People scuttle in the shadows. There are voices raised everywhere talking in a babble of Cantonese, Hindi, Thai, English, Japanese. Again the exotic surroundings bewitch Danny's senses—and yet, behind that, there's a familiar note to the sounds and smells. The basic greetings and sing-song politenesses of Cantonese coming vaguely back to him from his infancy. He himself may not look that Chinese, but he can imagine Mum gliding through a place like this. In her element. She would have done it with the same grace that guided her along the highwire every night. The still point in the storm, oblivious to the punked-up antics of the Khaos Klowns as they filled the arena below with flame and smoke and the snarl of chainsaws.

In the glancing view of strangers who turn to look at them now he sees here a nose, there a cheek, there the same slim shoulders—and recognizes Mum piece by piece. The emotion rises, a tight knot of grief that wants to do its thing—but he knows he has to keep his head clear now.

Zamora tugs his arm.

“There it is, Danny: Heart and Sole.”

“Let me try something. You keep watch.”

Danny walks into the kiosk, trying to look confident—his heartbeat quickstepping all the same—and raps on the counter.

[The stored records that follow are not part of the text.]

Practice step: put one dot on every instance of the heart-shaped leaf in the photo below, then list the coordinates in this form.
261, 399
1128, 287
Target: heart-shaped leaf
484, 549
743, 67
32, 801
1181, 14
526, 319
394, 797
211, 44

A man with a hangdog face looks up from the workbench, eyeing Danny with idle curiosity.


Jou sahn
. A friend of mine left shoes. He told me to pick them up.”

The man raises his eyebrows. “Receipt?”

“He lost it. But he's got a long ponytail. Broken nose. About your height.”

The man frowns.

“You're a friend of Tony's!?”

“Yes,” Danny says firmly. “Tony. He said be quick. Chop chop.”

The man frowns again, then turns to rummage through a stack of re-soled shoes. He finds the ones he's looking for and plops a pair of garish snakeskin slip-on shoes on the counter. There's a ticket attached to them.

The man looks at Danny and narrows his eyes now, as if not sure whether he's doing the right thing. He holds up his right hand. “Five dollars. Five.”

He keeps one hand on the shoes, hesitating.

“You can call him if you need,” Danny says, dropping a ten-dollar bill onto the counter. “But he said to hurry. Keep the change.”

The man picks it up, considers, then slips the shoes quickly into a bag and waves him away like a bad smell.

Back outside, Danny pulls the shoes from the bag and scans the receipt stub. But where there might have been a full name and address there's just one indecipherable character scrawled in pen along with the fee. Dejectedly he goes to join Zamora.

“We're close. But we've only got half a name. And we can't search the whole building. That would take days.”

“Let's watch from across the street,” Zamora says. “Maybe something'll turn up.”

They drift back into the rush of the morning, their spirits sinking.

But sometimes it only takes a second for your luck to change. A quick shift in the shape of the world and there's an opportunity to be seized. If you're paying attention—if you don't hesitate—you can seize it.

As Danny and Zamora push back out onto the pavement, Ponytail almost slips by them in the crowd. There's a bandage around his forehead and he's moving with a slight limp, but there's no mistaking the lean face, the hair.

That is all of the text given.